Many installments of Dresden Codak are one-off strips (and not always starring its central cast), but the longest arc, "Hob," explores both the roots of Kimiko's transhumanism and where it will eventually lead. When a group of post-Singularity time travelers (and a post-Singularity robot) crosses paths with Kimiko and her crew, Kim is eager use the robot to advance human technology, even at the risk of global destruction. When we do see the post-Singularity world, don't merely see the tensions between the transhumans who eagerly merge with new technologies and the humans who cling to their humanity; we also see the desperate acts humans resort to in a world where technology can and does cater to their every whim. The frenetic pace might be a bit much for some readers, but it's interesting to watch Kim's backstory unfold alongside her potential future, and to see the interplay between people who have destroyed their technological paradise and a young woman who would do anything to bring it about.

Even if "Hob" isn't your particular cup of transhumanist tea, there's plenty to love in the shorter installments of Dresden Codak. Diaz thrusts his characters into all manner of fantastical situations — such as when Kim and Dmitri Tokamak both take jobs in their dreams or Kim encounters a man haunted by the ghosts of his possible future selves or Kim travels to the place where the dead experience the things the living have forgotten.
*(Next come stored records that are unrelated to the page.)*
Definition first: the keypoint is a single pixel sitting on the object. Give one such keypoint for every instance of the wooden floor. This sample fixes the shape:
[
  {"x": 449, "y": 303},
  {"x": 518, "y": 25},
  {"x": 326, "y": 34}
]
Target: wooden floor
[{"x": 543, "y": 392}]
In addition to his increasingly eye-popping art, Diaz offers a mix between the haunting and the hilarious. He has a knack for telling a beautiful story, full of interesting ideas and lush illustrations, then finishing off with a joke that should negate the resonance of what came before, but doesn't. And sometimes the individual comics are simply funny and punchy; we've previously mentioned Diaz's "Caveman Science Fiction."

Diaz has started a new arc "Dark Science," which seems to take much of the earlier absurdity of Dresden Codak and slowed the pace down measurably. It also puts Kim in a fresh setting, one where we'll hopefully see Diaz bring some real worldbuilding chops.